Suddenly we hear the sound of a shotgun blast and we stop picking. The farmer shot at us, because we were picking the berries,” Tell related years later.Real coffee—long supplanted by grain drinks—and fresh meats and rich dessert creams, cakes, and other delicacies were definitely off the menu. To make do, some young boys tended rabbit warrens for meals and for bartered exchanges. Erhardt didn’t have that luxury. Instead, too many nights left him hungry and afraid in the dark. “Sometimes I only had a slice of bread in a day,” he remembered.
From Friedemann Erhardt’s constant hunger grew a desire to cook for others. From the age of six, this gastronomic purpose spilled out of the recesses of his creative mind filled with copious images of food, drink, and peoples’ camaraderie. Perhaps unintended, his daydreams mocked der Führer’s nostrum that one was merely a product of gene-pool struggles. Given the combination of a typesetter father with a pediatric-nurse mother, even the Third Reich’s mathematics of superiority could not have added up to a cook or a chef.

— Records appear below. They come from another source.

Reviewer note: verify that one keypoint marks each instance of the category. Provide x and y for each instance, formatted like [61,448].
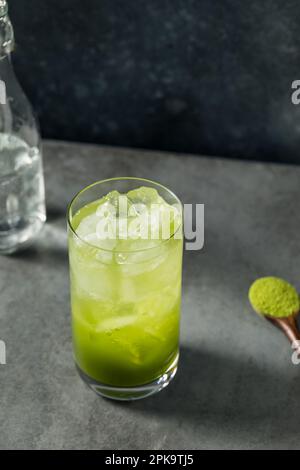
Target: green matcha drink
[125,250]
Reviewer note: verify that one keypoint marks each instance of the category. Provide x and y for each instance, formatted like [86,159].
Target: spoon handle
[289,326]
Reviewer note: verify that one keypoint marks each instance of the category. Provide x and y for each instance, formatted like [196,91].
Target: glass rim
[122,178]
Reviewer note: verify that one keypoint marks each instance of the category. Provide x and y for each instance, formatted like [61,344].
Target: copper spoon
[269,292]
[288,325]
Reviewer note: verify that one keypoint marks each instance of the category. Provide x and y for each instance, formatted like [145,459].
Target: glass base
[131,393]
[17,239]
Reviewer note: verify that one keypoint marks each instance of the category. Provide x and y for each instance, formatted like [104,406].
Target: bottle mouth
[3,7]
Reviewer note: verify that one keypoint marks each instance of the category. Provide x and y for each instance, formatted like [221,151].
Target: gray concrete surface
[236,386]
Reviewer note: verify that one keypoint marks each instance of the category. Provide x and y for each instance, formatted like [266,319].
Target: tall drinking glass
[125,290]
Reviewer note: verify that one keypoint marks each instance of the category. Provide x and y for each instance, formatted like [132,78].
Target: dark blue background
[196,76]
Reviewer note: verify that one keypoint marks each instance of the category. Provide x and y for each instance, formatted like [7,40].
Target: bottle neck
[6,32]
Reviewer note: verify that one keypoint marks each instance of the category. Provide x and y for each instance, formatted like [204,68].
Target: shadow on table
[215,388]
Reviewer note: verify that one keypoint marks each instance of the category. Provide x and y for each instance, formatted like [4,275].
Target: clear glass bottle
[22,194]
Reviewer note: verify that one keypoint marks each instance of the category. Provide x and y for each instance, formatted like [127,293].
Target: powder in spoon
[274,297]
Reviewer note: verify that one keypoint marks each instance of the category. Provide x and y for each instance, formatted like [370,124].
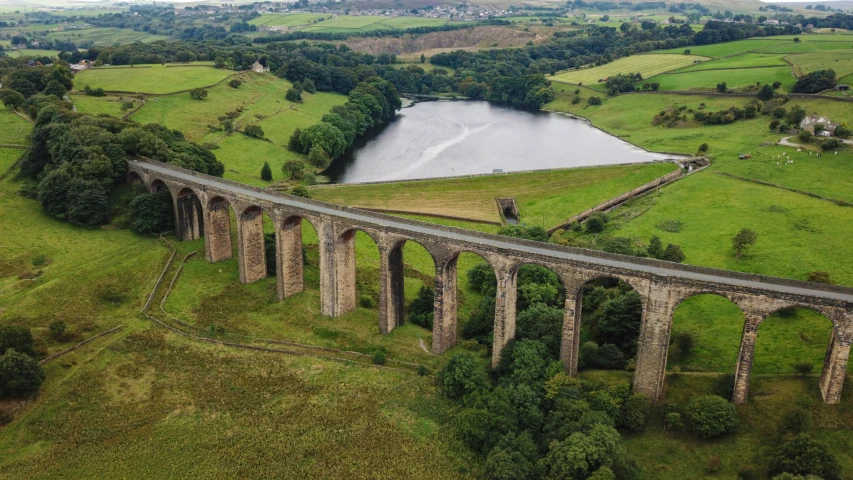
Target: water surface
[444,139]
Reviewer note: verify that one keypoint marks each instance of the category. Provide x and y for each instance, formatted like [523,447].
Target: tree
[254,131]
[20,375]
[293,95]
[743,240]
[266,172]
[293,169]
[711,416]
[462,375]
[318,157]
[198,94]
[308,86]
[16,338]
[805,456]
[152,212]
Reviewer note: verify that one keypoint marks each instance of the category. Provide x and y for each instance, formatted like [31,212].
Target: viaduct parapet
[203,204]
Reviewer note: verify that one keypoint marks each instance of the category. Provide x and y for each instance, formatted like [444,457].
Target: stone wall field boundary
[620,199]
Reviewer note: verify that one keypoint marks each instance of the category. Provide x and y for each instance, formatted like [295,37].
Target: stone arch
[189,215]
[574,307]
[345,284]
[218,243]
[447,293]
[392,282]
[289,253]
[715,321]
[251,244]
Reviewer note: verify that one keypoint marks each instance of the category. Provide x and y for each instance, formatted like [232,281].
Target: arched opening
[355,285]
[158,186]
[535,313]
[608,317]
[466,292]
[219,244]
[291,254]
[705,336]
[190,220]
[792,341]
[410,286]
[252,244]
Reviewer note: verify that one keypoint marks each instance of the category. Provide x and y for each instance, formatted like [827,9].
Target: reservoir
[447,139]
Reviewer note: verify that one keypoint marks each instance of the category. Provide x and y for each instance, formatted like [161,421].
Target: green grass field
[548,197]
[840,61]
[106,36]
[736,78]
[110,105]
[647,65]
[154,79]
[13,129]
[744,60]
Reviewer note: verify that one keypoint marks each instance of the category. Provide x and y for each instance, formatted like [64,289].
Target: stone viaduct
[202,206]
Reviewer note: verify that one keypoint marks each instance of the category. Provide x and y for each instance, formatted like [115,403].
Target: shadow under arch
[395,271]
[346,282]
[291,255]
[705,334]
[606,310]
[189,215]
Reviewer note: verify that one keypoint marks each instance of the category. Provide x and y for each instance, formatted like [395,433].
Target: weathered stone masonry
[202,206]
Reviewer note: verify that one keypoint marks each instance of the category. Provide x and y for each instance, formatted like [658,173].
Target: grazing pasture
[154,79]
[647,65]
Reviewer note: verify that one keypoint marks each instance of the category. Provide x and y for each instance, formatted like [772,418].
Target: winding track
[510,245]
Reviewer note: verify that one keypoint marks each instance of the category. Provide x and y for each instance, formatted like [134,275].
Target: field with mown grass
[734,78]
[548,197]
[155,79]
[13,129]
[647,65]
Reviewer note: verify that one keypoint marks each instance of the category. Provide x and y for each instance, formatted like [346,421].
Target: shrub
[596,222]
[711,416]
[266,172]
[610,357]
[803,368]
[293,169]
[378,357]
[819,277]
[254,131]
[18,338]
[673,421]
[57,329]
[198,94]
[805,456]
[20,375]
[461,375]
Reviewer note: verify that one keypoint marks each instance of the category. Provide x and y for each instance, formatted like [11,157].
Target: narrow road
[507,244]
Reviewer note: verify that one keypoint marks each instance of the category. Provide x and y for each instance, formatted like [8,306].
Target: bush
[596,222]
[254,131]
[461,375]
[805,456]
[20,375]
[610,357]
[378,357]
[803,368]
[711,416]
[57,329]
[18,338]
[293,169]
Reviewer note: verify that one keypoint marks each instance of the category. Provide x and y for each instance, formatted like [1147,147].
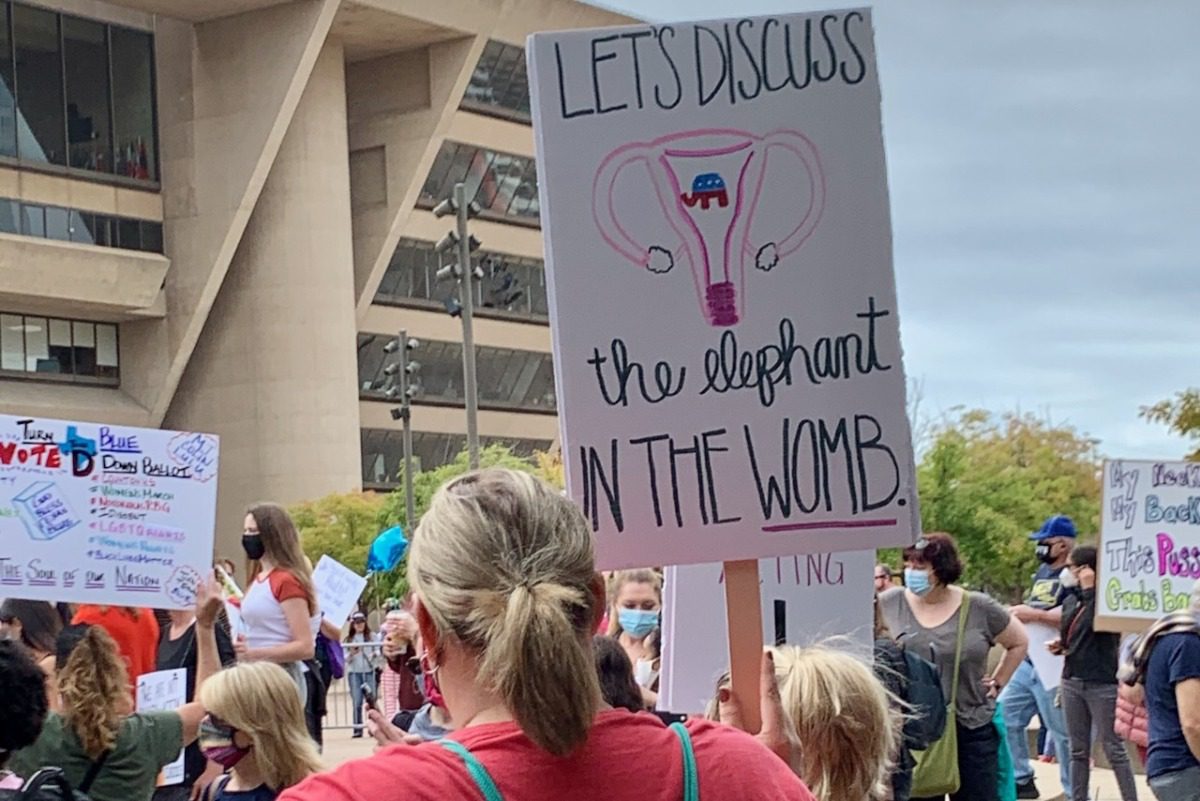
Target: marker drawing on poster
[804,600]
[102,513]
[337,589]
[719,264]
[165,691]
[1150,542]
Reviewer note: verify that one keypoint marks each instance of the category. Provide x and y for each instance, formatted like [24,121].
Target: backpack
[52,784]
[925,722]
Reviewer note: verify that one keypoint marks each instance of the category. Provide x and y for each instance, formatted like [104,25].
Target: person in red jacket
[136,633]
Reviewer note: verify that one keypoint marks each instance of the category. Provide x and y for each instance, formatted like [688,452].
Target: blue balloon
[387,550]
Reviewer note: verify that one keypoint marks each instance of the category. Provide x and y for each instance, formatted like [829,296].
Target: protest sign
[337,589]
[101,513]
[719,263]
[161,691]
[1150,542]
[803,600]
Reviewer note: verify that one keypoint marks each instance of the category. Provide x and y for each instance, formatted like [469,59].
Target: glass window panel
[41,133]
[58,223]
[132,59]
[33,220]
[129,234]
[106,345]
[84,348]
[12,342]
[37,348]
[7,88]
[151,236]
[10,216]
[89,127]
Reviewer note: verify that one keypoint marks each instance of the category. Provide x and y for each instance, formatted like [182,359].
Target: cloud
[1045,186]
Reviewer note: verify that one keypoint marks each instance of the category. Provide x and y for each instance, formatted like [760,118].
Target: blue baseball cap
[1060,525]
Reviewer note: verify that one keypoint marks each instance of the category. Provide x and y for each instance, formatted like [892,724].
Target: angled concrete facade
[282,232]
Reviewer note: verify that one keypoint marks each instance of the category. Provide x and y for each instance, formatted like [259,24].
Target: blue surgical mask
[637,622]
[917,580]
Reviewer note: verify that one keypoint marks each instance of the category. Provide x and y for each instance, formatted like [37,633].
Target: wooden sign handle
[743,614]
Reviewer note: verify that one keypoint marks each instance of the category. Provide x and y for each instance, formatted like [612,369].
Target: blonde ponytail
[503,562]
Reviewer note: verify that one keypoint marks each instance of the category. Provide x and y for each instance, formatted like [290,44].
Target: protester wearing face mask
[927,615]
[256,730]
[1089,679]
[1025,694]
[634,621]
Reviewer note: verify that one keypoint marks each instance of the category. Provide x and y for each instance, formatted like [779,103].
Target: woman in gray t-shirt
[924,618]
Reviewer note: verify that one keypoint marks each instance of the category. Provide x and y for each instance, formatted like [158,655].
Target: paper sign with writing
[804,600]
[1150,542]
[101,513]
[337,589]
[165,690]
[719,263]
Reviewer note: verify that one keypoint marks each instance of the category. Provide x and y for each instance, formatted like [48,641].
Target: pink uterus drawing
[708,184]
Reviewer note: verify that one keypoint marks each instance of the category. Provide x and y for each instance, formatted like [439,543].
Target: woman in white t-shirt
[280,609]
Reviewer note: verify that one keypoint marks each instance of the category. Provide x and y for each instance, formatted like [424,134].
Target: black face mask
[253,546]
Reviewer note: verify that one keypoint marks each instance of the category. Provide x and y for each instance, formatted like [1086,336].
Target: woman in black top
[177,650]
[1089,679]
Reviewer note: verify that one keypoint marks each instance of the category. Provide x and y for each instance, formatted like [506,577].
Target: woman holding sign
[107,752]
[507,598]
[955,630]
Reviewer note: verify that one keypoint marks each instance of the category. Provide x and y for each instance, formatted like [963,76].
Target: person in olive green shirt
[97,726]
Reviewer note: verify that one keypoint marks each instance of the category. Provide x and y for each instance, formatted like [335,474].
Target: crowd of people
[515,670]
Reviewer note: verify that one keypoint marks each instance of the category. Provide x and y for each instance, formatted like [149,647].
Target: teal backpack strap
[478,772]
[690,777]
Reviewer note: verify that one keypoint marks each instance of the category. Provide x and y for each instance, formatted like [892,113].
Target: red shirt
[137,638]
[627,758]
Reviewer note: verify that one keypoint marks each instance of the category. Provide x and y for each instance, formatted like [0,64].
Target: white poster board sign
[99,513]
[165,690]
[337,589]
[1150,542]
[719,263]
[804,600]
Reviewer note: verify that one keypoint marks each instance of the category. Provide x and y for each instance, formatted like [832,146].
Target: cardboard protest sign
[719,262]
[803,600]
[105,513]
[337,589]
[1150,542]
[160,691]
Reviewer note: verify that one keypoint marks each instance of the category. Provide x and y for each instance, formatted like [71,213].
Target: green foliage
[990,481]
[1181,415]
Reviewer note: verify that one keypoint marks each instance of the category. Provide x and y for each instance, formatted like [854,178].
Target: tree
[990,481]
[1181,415]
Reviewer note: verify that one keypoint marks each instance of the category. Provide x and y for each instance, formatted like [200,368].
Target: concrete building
[215,212]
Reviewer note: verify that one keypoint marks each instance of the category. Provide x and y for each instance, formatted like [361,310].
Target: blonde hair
[95,690]
[623,577]
[504,565]
[259,699]
[844,724]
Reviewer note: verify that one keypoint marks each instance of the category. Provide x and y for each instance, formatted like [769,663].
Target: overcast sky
[1045,200]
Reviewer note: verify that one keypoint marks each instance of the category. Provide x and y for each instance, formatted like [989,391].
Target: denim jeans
[1180,786]
[358,681]
[1023,698]
[1091,706]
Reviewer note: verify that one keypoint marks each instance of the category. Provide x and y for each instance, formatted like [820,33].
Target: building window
[508,379]
[499,85]
[504,186]
[383,452]
[77,94]
[513,287]
[60,350]
[83,227]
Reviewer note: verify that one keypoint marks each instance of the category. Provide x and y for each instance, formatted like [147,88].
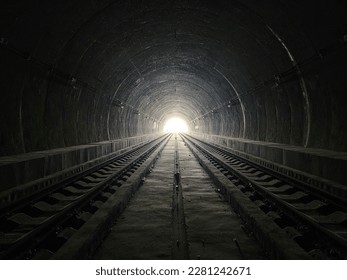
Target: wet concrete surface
[145,230]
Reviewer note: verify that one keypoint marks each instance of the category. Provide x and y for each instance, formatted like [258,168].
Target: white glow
[175,125]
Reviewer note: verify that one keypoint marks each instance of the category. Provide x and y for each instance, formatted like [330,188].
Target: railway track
[314,219]
[38,227]
[213,205]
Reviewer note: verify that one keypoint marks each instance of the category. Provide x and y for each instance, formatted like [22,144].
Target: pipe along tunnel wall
[81,79]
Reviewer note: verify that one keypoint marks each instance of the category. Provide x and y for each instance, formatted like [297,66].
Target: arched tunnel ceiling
[115,67]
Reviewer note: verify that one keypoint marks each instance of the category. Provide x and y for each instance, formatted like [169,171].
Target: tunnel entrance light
[175,125]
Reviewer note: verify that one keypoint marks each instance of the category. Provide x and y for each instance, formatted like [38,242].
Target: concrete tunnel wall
[79,72]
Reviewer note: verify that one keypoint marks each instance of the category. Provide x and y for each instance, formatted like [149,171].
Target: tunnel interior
[266,78]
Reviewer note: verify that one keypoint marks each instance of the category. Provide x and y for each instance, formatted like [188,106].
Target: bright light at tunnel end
[175,125]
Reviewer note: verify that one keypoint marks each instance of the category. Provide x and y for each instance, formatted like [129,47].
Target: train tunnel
[85,79]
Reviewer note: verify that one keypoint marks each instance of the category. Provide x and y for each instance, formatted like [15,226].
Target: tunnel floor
[146,229]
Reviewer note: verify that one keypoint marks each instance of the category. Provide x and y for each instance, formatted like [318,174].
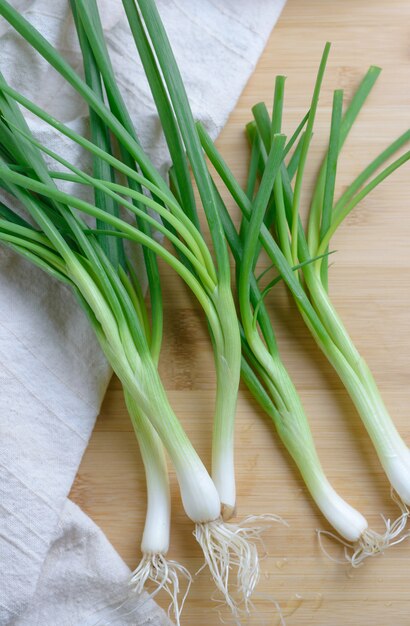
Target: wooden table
[370,283]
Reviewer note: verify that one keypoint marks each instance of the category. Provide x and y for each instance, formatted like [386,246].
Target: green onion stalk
[271,222]
[155,567]
[99,272]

Self-doubts, however, tugged at the young boy’s mind: Why are we hungry? What life is this? What’s my place in this world? Where will I find love? Erhardt would struggle for a lifetime to answer such questions. He would search, like the rest of us, for an understanding of the origin of Life—what we like to think and maybe already know is our soul (our self).
As the years would add up, he would follow—pursue most vigorously—his appetite for physical, mental, and spiritual satiety through cooking, food, teaching, wine; all kinds of relationships, classical and country music, fast cars, motorcycles, fatherhood, and scuba diving.
He would read historical biographies and history books; write recipe books; appear on television shows; make cooking and product demonstrations and do volunteer church work with children just to have a full cup of personal peace and understanding. Believe it or not, he would even cultivate herb gardens from childhood to grave—a necessary salve for his emotional wounds.
For now, though, Erhardt was simply a small German boy growing up under difficult circumstances.